A new feeling pushed through the soreness, something hot and sharp, coiling in my gut. Determination. I crouched down, getting eye-level with my little buddy. The scent of damp earth and crushed leaves filled my nose.
"Alright, little buddy," I whispered, my voice raspy. "Forget yesterday. Today is different. Today, we become a team no one can beat. Even Derek."
Caterpie wiggled, a gesture I was starting to interpret as enthusiastic agreement.
From across our small campsite, a twig snapped. Lila looked up from the stick she was methodically sharpening into a spear point. Her expression was, as usual, a carefully crafted mask of skepticism. One perfect eyebrow arched over a piercing grey eye.
"Big words for a guy who got beaten out by a rat," she said, her voice dry as dead leaves.
"A highly-trained rat!" I shot back, maybe a little too defensively.
She didn't reply, just went back to her whittling. But as she turned her head, I saw it—the ghost of a smile playing on her lips. She could act unimpressed all she wanted, but I knew Lila. She saw the spark. She knew raw talent, the wild, untamed energy I had, wasn't enough on its own. It needed focus. It needed discipline. And apparently, it needed a very painful lesson from a smug kid named Derek.
"Okay, Caterpie, lesson one: The Basics!" I announced, striking a dramatic pose in a sun-drenched clearing. "We gotta learn the standard moves. A good, solid Tackle! Watch me!"

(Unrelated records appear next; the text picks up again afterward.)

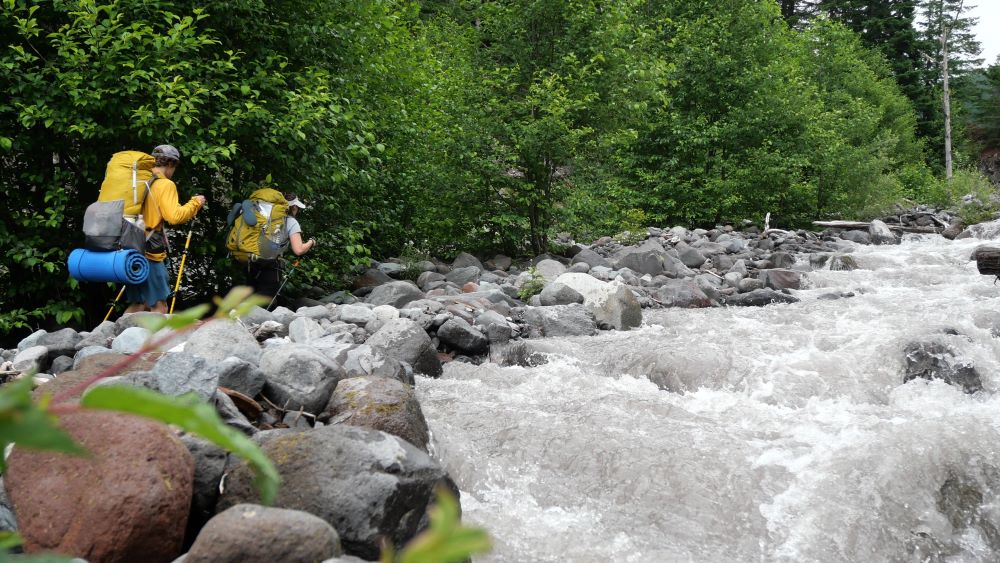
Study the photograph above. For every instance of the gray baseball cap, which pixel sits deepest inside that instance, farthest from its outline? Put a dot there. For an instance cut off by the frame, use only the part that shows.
(167, 151)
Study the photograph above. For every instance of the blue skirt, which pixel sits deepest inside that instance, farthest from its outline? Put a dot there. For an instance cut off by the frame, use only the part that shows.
(156, 287)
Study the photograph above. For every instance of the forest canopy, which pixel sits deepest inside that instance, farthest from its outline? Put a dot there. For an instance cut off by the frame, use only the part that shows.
(443, 126)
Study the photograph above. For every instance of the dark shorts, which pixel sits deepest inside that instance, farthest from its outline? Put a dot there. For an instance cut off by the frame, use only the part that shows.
(155, 288)
(264, 276)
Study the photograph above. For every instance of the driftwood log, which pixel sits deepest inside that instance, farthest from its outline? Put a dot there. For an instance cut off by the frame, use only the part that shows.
(865, 225)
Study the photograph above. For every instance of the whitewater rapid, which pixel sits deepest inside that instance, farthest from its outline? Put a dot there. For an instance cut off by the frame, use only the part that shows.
(780, 433)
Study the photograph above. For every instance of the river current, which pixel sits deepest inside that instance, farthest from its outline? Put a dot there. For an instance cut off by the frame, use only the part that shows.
(779, 433)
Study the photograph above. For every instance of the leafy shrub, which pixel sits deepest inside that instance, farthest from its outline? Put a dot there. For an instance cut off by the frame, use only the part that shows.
(532, 287)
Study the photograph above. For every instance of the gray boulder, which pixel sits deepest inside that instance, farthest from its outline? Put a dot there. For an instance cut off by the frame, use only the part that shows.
(556, 293)
(406, 341)
(239, 375)
(299, 376)
(462, 276)
(590, 258)
(759, 298)
(61, 342)
(355, 314)
(367, 484)
(304, 329)
(936, 360)
(557, 320)
(220, 339)
(380, 403)
(32, 358)
(251, 533)
(881, 234)
(682, 293)
(465, 260)
(179, 373)
(781, 279)
(460, 335)
(130, 340)
(396, 294)
(612, 303)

I took a running start, focused, and then, at the last second, my instincts took over. Why just be a person tackling? I could be… a rhino! My body swelled, skin thickening to grey armor, a horn sprouting from my nose. I charged, a magnificent, thundering beast—right past the training dummy and headfirst into a thick oak tree. THWUMP! Stars exploded behind my eyes.
"Maybe… maybe not a rhino," I mumbled, shifting back to my normal self as I slid down the trunk. Caterpie just stared, his head tilted in what I could only describe as pure, unadulterated confusion.

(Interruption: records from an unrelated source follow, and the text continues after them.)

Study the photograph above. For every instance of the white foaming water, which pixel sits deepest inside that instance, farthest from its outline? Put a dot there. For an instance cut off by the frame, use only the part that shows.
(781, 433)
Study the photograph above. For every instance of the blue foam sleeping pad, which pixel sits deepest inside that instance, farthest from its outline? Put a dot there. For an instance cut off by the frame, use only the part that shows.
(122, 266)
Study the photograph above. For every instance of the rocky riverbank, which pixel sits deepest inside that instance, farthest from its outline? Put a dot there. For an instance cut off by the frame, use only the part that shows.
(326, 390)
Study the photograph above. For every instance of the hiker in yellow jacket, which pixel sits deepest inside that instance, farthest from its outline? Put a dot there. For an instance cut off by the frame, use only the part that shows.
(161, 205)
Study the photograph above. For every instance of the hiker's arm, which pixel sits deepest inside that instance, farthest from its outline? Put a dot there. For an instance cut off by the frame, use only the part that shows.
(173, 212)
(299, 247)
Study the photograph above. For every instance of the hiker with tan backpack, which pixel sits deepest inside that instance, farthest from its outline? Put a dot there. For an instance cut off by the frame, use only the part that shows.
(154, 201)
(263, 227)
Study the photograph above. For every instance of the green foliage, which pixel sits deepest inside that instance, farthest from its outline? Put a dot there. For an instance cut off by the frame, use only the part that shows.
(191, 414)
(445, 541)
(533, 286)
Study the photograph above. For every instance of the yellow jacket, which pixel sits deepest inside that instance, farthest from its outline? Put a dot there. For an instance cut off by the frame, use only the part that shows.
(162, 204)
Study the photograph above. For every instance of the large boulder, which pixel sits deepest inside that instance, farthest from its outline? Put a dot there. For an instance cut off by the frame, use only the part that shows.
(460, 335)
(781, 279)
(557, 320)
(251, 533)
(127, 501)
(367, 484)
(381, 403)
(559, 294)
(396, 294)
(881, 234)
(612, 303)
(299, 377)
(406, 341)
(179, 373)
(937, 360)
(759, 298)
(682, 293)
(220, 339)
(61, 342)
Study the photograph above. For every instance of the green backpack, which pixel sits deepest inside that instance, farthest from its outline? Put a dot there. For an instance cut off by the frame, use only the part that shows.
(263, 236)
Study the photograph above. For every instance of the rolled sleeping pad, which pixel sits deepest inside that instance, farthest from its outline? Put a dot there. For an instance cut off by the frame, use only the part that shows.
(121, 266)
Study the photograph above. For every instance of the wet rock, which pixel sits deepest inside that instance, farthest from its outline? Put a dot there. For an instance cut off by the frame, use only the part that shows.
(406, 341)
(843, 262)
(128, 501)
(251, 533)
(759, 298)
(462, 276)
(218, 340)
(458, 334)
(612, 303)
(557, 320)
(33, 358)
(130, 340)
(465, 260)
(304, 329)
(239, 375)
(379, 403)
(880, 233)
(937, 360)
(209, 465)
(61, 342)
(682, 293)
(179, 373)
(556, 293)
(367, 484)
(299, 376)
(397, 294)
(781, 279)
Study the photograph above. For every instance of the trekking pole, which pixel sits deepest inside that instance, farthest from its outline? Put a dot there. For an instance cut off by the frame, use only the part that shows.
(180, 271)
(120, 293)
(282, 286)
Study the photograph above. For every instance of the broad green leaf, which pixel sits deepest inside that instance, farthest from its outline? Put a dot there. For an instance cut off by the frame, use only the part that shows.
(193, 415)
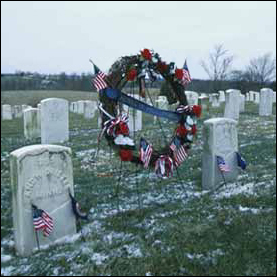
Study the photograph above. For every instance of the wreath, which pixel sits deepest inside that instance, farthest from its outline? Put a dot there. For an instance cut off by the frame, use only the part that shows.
(115, 122)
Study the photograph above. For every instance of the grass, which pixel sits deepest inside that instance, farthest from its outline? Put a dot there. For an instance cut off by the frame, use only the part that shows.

Lila sighed audibly from her perch on a nearby log. "You're trying to teach him to be a 'normal Pokémon' by turning into an animal that isn't a Pokémon and crashing into a tree."
"It's about the spirit of the attack!" I insisted, brushing bark off my uniform. "Okay, new plan! Forget normal. We do it our way. The chaos way!"
Thus began the most ridiculous, unhinged, and possibly most creative training montage in the history of Pokémon. We didn't practice moves; we invented them.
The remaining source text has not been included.